OK Steve . . . before Chris Chrisite, who really cared? Was it the State Senate or the State Assembly that stood up for the pockets of the taxpayers? Two administrations of pork spending and raising taxes to the levels it is at today. Actually 3, if you throw in Florio. Whether you like Christie or not, agree with his policies or not, he is doing what he promised when he when he ran for election, he said “I will not raise Taxes.” He didn’t wait a few months like his predecessor and announce, “Oops” I made a mistake.
Neither McGreevy nor Corzine attempted to reign in taxes. A Democrat controlled legislature for over 8 years, had 115 separate tax increases, and now they are indignant over Christie who has been in office for a short time. What did the Democrats do about all the private sector jobs lost during that time?
State spending and tax revenues climbed more than twice the rate of inflation from 1980 to 1990. State-government employment had outpaced population growth.

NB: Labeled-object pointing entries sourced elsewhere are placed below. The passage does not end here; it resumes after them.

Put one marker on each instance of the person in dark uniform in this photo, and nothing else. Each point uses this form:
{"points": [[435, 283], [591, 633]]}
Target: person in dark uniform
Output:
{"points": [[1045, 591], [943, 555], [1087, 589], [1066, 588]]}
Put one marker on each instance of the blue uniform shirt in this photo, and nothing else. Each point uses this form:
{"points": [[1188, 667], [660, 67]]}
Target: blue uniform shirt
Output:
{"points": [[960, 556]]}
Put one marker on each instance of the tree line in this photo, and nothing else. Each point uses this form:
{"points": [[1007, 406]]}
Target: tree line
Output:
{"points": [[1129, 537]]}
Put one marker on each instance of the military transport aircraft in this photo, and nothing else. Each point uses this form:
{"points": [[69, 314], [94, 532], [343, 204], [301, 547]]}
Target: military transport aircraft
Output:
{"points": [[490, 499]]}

The U.S. population grew in the 1980's by 10 percent, as state employment grew by almost 30 percent.
A study by the American Legislative Exchange Council showed that state-government pay grew at a faster pace than private-sector pay. For every dollar increase in compensation received by private-sector workers, state-government workers received $6.30.
Both 1990 and 1991 were record tax increase years for New Jersey, while expenditures surged, and no reduction in spending. In 1991 state spending rose by 10 percent and in 1992 it grew by 12 percent. In 1992 alone spending rose 26.0 percent in New Jersey.
Bottom line is that Florio, McGreevy, and Corzine were governors who tried to fight budget deficits with major tax increases. All it did was hurt the state’s economy and did little to put on cork on the flowing bottle of red ink.
After pledging no new taxes, (where have I heard that before… was it Corzine?) Florio shoved and ram-rodded through the legislature a "bilk the rich" $2.8-billion tax hike to bestow a massive infusion of funds to the inner-city schools. Immediately sinking the economy into a deeper into recession, while business bankruptcies increased by 150 percent, 300,000 jobs were lost, and the unemployment rate rocketed to 9.1 percent--the highest in the nation. Governor Florio declared that his tax hike was an unavoidable dose of bitter medicine to balance the budget. The truth of the matter is that Florio was among the three biggest spending governors in the nation. In 1991 the budget grew by 8.4 percent; that increase was followed by a 1992 budget expansion of 26.1 percent (the third largest in the nation). In his first two years the budget grew by more than $3,000 per family.
Corzine picked up the baton and continued the tradition, and now the Democrats want to point the finger and switch the woes of the state on a Governor who took office on January 19, 2010. After a year and 4 months, the state’s problems are now the fault of Chris Christie.
Florio lied along with Corzine when they said they wouldn’t raise taxes, and now the Democrat legislature is doing whatever they can to force Christie to renege on his promise of not raising taxes.
I ask Sweeney . . . who cared in the ten years the Democrats were in control?